CN I - Applied anatomy - Interesting?
Olfactory epithelium also contains free nerve endings of the 1st division of CN V.
CN I - Casual exam?
Take a nearby odorous object (coffee, chocolate) and ask the patient if it smells normal.
CN I - Formal exam?
A series of identical bottles containing recognizable smells are used. The patient is asked to identify them.
Commonly used agents:
1. Coffee
2. Vanilla
3. Camphor
4. Vinegar
–> Test EACH nostril separately + determine if any loss of smell is uni- or bilateral.
Bilateral anosmia?
Usually NASAL, not neurological.
Bilateral anosmia - etiology?
- URI
- Trauma
- Smoking
- Old age
- Parkinson
- Less commonly tumors of the ethmoid bones or congenital ciliary dysmotility syndromes.
Unilateral anoma?
- Mucous-blocked nostril.
- Head trauma
- Subfrontal meningioma
CN I - Hints:
- Peppermint
- Ammonia
- Methanol
stimulate the FREE TRIGEMINAL ENDINGS so are not as a good test of CN I.
Only part of the CNS that can be directly visualized?
Optic nerve begins
Visual acuity - Formally tested with?
A Snellen’s chart.
Visual acuity - how to exam?
- In good light, the patient should stand 6m away from the chart.
- Each eye is tested in turn and the patient is asked to read the chart.
- The number above each line indicates the distance at which a person with normal sight should be able to read it.
- Record the line reached - allow max of 2 errors/per line.
- Indicate results as: distance from chart/distance it should be read eg 6/36.
Visual acuity - if the patient CAN’T see any of the letters, record whether they can?

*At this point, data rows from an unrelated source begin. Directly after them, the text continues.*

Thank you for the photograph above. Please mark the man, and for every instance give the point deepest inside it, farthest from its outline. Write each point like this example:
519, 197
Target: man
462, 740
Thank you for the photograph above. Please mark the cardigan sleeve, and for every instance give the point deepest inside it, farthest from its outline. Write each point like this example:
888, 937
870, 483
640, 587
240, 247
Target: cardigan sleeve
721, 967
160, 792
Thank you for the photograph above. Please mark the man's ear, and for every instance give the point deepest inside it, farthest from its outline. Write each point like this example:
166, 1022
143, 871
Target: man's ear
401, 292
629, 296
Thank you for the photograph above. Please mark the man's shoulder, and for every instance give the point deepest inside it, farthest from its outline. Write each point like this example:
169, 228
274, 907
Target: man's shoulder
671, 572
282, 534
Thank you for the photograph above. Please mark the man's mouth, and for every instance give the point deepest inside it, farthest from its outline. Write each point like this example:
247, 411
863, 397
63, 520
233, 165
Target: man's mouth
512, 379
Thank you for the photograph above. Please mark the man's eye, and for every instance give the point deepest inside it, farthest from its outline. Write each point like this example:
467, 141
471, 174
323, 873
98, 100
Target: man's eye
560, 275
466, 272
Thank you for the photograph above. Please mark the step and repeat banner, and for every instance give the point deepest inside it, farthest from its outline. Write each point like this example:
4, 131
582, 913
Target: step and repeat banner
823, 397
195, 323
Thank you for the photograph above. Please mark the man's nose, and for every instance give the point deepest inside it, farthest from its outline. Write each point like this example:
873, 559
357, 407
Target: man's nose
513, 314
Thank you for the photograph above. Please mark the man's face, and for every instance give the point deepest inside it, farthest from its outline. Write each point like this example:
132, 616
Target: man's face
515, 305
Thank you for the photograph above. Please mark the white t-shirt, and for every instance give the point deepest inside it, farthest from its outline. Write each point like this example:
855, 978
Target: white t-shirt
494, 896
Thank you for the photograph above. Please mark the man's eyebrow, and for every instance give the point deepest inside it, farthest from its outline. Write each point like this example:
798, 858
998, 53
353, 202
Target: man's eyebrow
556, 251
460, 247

- Count Fingers held in front of their face (CF)
- See hand movements (wave your hand).
- Perceive light –> CF, HM, PL, or NPL (not perceive light).
Color vision?
- Not tested routinely.
2. Tested using Ishihara plates.
Visual field - Normal?
The area that the eye can see without moving is NOT CIRCULAR –> Eyebrows and nose obstruct superiorly and nasally whereas there is no obstruction laterally.
Gross defects and visual neglect (inattention)?
- Sit opposite the patient, 1m, eyes levels.
- Test first for gross defects + visual neglect with both eyes open.
- Raise your arms up to the sides so that one hand is in the upper right quadrant of your vision and one in the upper left.
- Ask patient to look directly at you (“look at my nose”).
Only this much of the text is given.